Vanlightly commented on issue #2528:
URL: https://github.com/apache/bookkeeper/issues/2528#issuecomment-885479682


   Hi,
   
   This is an issue with entry log corruption, I was planning on posting this
   very problem this week.
   
   I was investigating an entry log corruption we had in production and ran
   long running system tests to try and reproduce. I hit this issue on every
   test within a few hours or a couple of days.

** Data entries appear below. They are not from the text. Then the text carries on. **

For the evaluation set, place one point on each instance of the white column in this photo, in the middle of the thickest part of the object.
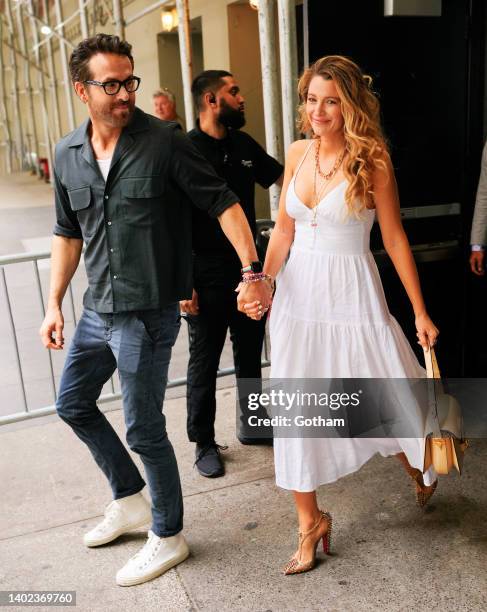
(270, 89)
(186, 60)
(3, 106)
(15, 88)
(68, 90)
(83, 19)
(52, 76)
(42, 88)
(28, 89)
(289, 68)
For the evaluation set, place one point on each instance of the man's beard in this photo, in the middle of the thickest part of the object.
(231, 117)
(121, 119)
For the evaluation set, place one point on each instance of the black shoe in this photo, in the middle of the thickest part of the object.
(255, 441)
(208, 461)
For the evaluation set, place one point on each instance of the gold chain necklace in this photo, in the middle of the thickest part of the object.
(338, 162)
(319, 195)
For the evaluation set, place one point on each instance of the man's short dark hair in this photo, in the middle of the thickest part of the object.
(209, 80)
(87, 48)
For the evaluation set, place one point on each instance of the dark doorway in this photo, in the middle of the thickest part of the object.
(428, 73)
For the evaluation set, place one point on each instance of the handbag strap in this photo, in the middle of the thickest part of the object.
(433, 374)
(432, 369)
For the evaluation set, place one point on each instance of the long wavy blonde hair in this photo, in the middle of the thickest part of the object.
(364, 140)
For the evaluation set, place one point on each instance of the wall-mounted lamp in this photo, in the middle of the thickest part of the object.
(169, 18)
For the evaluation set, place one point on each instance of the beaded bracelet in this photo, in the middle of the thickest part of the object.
(254, 277)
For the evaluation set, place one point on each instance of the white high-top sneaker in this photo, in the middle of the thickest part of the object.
(121, 515)
(156, 557)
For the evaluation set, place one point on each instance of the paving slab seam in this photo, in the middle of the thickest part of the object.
(89, 518)
(235, 484)
(184, 586)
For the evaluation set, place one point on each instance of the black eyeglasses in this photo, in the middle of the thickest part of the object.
(113, 87)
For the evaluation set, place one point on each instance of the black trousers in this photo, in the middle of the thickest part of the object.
(207, 331)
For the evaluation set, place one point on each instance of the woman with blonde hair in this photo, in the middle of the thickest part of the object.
(329, 315)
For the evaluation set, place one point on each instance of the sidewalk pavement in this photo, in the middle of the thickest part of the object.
(388, 554)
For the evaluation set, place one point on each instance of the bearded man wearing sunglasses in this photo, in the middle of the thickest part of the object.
(124, 183)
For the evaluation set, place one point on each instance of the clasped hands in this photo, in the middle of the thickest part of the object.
(254, 299)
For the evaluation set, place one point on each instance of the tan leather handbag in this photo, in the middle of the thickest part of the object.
(444, 443)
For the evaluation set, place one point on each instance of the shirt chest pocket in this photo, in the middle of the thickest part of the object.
(82, 203)
(141, 199)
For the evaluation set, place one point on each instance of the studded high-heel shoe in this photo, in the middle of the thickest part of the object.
(423, 492)
(295, 565)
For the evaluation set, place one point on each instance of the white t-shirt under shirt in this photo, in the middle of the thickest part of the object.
(104, 165)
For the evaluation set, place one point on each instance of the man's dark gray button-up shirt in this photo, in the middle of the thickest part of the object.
(137, 226)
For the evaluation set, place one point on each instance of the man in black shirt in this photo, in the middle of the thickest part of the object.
(242, 162)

   Normally you would use the DbLedgerStorage with Pulsar but I had
   accidentally set BookKeeper to use SortedLedgerStorage for my tests. When I
   switched to DbLedgerStorage I could no longer trigger issues related to
   entry log corruption.
   
   I have not nailed down the cause of why SortedLedgerStorage is corrupting
   entry log files. I don't have the free capacity to devote to this issue,
   given that we only use DbLedgerStorage. But this issue needs fixing
   urgently for anyone using SortedLedgerStorage.
   
   To reproduce simply run a test on a real deployed BookKeeper cluster with
   SortedLedgerStorage and you will see errors in the garbage collector
   related to:
   - negative position in buffer
   - bad ledger ids
   - OutOfMemory exceptions because the entry length is bad (attempts to
   allocate buffers as large as 2GB).
   
   Jack
   
   
   On Fri, Jul 23, 2021 at 5:07 AM choi se ***@***.***> wrote:
   
   > One pulsar-2.8.0 Bookies node was a problem.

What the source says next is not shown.